Last December a doctor was jailed for 3 1/ 2 years for her role in a blunder in which one woman died and three others fell ill. Her boss is serving 12 years for introducing an unproven treatment that led to complications.

Those convictions were the first of their kind. In the most recent case a jury found that the doctor failed to take reasonable care of the woman’s safety while she was heavily sedated for liposuction at a hair transplant centre, a breach that amounted to gross negligence.

These incidents occurred in 2012 and 2014, each giving rise to calls for regulation in the interests of client and patient safety, including from this newspaper.

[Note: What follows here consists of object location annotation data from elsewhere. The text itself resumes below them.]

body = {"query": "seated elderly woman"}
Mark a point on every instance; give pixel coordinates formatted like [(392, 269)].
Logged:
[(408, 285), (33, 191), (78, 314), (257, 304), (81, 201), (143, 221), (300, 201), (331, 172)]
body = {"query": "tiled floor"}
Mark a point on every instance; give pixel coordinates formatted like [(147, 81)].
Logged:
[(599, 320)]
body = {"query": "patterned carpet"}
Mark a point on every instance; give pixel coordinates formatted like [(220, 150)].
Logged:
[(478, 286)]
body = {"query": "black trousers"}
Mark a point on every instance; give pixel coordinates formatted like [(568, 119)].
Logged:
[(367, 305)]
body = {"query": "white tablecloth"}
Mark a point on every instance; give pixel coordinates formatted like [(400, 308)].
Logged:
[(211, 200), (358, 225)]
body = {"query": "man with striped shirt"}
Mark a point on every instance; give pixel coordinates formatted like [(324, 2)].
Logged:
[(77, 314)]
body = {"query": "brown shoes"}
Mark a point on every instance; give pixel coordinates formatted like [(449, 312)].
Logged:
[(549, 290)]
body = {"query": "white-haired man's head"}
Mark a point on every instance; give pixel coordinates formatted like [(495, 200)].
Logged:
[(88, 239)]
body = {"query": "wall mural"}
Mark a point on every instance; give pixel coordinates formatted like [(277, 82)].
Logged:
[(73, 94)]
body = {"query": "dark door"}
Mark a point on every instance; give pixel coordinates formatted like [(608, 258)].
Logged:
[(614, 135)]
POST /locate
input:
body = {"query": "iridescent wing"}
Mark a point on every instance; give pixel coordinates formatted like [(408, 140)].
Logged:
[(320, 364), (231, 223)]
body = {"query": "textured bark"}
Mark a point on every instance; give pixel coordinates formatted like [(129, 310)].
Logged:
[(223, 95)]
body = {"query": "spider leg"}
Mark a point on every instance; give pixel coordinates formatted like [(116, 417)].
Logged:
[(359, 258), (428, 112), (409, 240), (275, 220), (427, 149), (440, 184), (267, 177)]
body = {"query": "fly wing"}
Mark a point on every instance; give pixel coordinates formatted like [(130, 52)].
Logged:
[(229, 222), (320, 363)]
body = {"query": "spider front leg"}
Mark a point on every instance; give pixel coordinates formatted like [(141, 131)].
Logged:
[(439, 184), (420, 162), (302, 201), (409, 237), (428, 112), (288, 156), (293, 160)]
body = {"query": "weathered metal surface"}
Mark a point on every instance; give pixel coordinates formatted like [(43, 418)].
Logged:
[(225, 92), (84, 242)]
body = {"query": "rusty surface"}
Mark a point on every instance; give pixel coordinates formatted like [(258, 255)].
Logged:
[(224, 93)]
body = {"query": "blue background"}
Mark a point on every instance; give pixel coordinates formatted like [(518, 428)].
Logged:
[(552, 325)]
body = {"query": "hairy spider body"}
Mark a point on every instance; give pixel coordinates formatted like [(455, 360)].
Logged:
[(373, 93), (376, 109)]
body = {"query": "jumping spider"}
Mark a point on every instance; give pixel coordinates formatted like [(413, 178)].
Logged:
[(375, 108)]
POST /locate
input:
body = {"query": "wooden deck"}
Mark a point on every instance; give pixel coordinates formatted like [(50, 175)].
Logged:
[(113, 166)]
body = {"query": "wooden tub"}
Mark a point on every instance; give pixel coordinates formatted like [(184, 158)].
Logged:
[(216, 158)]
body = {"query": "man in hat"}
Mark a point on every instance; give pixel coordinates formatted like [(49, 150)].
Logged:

A government commitment to introduce a bill in the 2018-19 legislative session was derailed by a legislative backlog and the disruption caused by the social unrest of 2019. To be fair to the government it was not straightforward. The bill had to cover myriad treatments involving conflicting business interests.

6 years’ jail for Hong Kong doctor who fatally botched liposuction procedure

Finally, a blueprint targeting only medical devices came under fire for bowing to the industry’s concerns about proper regulation, which would add to costs.

The industry is clearly competitive, fuelling an appetite for investing in new equipment and procedures to attract customers. The case for tighter supervision speaks for itself. According to a Legislative Council study, the industry employed nearly 40,000 people across 10,000 premises in 2015. It points out that most treatments pass without incident.

In that case scrupulous operators and most staff have nothing to fear from regulation. And the government should not wait for another mishap before acting to protect the public.